А самый старший брат отца, Яков Михайлович… Помнишь фильм «Не послать ли нам гонца?» с Мишей Евдокимовым в главной роли? Там Лева Дуров играет ненормального, который бегает с самодельной берданкой. Вот и дядя Яша приблизительно такую же берданку себе сделал, его также ненормальным считали. Но когда я в 49-ом году уезжал в Москву, он приехал из Барнаула попрощаться, сказал: «Ну, Алеша, вероятно, в последний раз с тобой видимся». Спросил я: «Дядя Яша, как же, тебя вроде ненормальным считали?». Он говорит: «Иван Михайлович нормальный был, столько сделал для народа, а его забрали, пропал. А я в плену был в Германии – со мной бы совсем разговора не было». Они с отцом в гражданскую воевали, за Махно гонялись, Перекоп брали. А Яков Михайлович еще в начале гражданской побывал в плену у немцев. Конечно, в случае, если бы не считали его ненормальным, 1-ого бы взяли.

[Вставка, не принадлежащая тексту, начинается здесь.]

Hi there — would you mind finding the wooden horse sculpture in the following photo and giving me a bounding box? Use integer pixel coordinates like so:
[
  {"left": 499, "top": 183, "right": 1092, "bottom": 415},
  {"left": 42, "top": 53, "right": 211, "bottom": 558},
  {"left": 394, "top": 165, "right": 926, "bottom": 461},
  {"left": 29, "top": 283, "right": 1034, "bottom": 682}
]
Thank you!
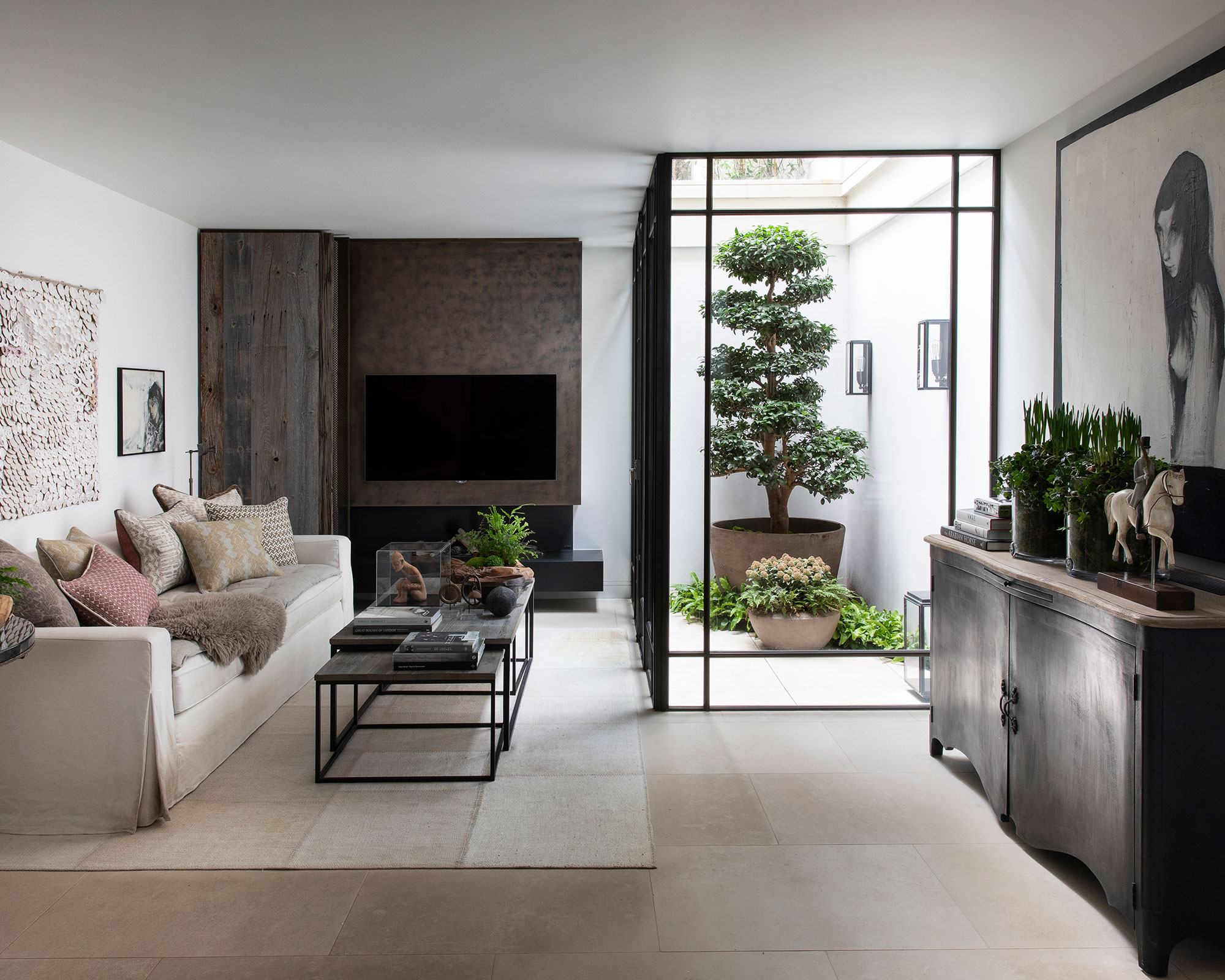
[
  {"left": 1144, "top": 469, "right": 1187, "bottom": 571},
  {"left": 1106, "top": 469, "right": 1187, "bottom": 568}
]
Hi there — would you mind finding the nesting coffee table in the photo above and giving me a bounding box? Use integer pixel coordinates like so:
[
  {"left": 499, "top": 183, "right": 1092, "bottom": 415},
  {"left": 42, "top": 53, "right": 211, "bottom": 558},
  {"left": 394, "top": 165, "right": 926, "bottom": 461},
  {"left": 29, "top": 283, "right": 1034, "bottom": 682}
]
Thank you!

-- А в Москву вы уезжали учиться?
-- Нет, меня как спортсмена пригласили, я к тому времени уже мастера спорта по греко-римской борьбе получил. То есть теперь она греко-римская именуется, а тогда была французская, после классическая. После войны многих, кто в плену побывал, ссылали, арестовывали. Так к нам в Киселевск попал мастер спорта Василий Иванович Анисимов. Он организовал секции борьбы и тяжелой атлетики. Один из нас после известным штангистом стал, а я борьбой серьезно занялся. В Москву когда приехал, жил то на вокзале, то в спортзале. Потом Пименов… Наверное, его уже в живых нет, если же жив, то дай Бог ему здоровья. Он предложил мне устроиться в … женском общежитии Института физкультуры, в котором я потом учился. Говорит, там, коридор широкий, ты его заузь. Легко сказать! Коридор был, по-настоящему, широкий, но весь завален спортинвентарем. «Ну, что-то выгороди», - сказал он мне. Выгородил я на втором этаже комнатушку в 13 метров. Потом разрешил он мне вызвать из Сибири жену с дочкой а кроме того чуть-чуть выгородить места – уже метров 16 получилось. Жили и так.
-- Неужели вы, заслуженный мастер спорта, до 20 лет совсем не занимались борьбой?
-- Нет. Я с детства плавал, ездил верхом. А борьбой уже после войны занялся. У меня по жизни было немало увлечений. Мне кажется, любой человек, в случае, если он в чем-то талантлив, должен работать и искать в себе еще какие-то способности. Он наверняка талантлив не в чем-то одном. И я рисую с детства, вообще меня никто не учил. Окна разрисовывал дома, а бабушка (она 100 лет прожила) рассматривала мои рисунки. Потом карандашом начал, а в Москве уже ходил в студию Грекова, смотрел, как красками надо, кто-нибудь мне подсказывал. Стихи писал. Спортом серьезно занимался, во многих соревнованиях принимал участие. А в 53-ем меня на пробы в кино пригласили – должен был фильм «Чемпион мира» сниматься. 33 кандидата на роль было (и актеры, спортсмены), после троих нас отобрали, в тройке я выиграл и сыграл этого чемпиона - Илью Громова. А Василий Васильевич Меркурьев играл моего тренера. Много там отличных актеров играло – Муза Крепкогорская (супруга Юматова), Надя Чередниченко, Клава Хабарова… Целый год шли съемки. С тех пор в кино – с эпизодами, вероятно, фильмов 75 у меня. И все это без отрыва от главный работы, тренерской. Когда бороться закончил, не пошел ни в сборную Москвы, ни Союза. Там склоки, обычно, подсидки, ну и постоянно уезжать надо, а я уже снимался. Поэтому всю жизнь тренировал детей. Сейчас уже давно на пенсии. И не снимаюсь в последние годы – и здоровья нет, да и, честно сказать, желания. Снимают-то сегодня все больше страшилки. Не хочу.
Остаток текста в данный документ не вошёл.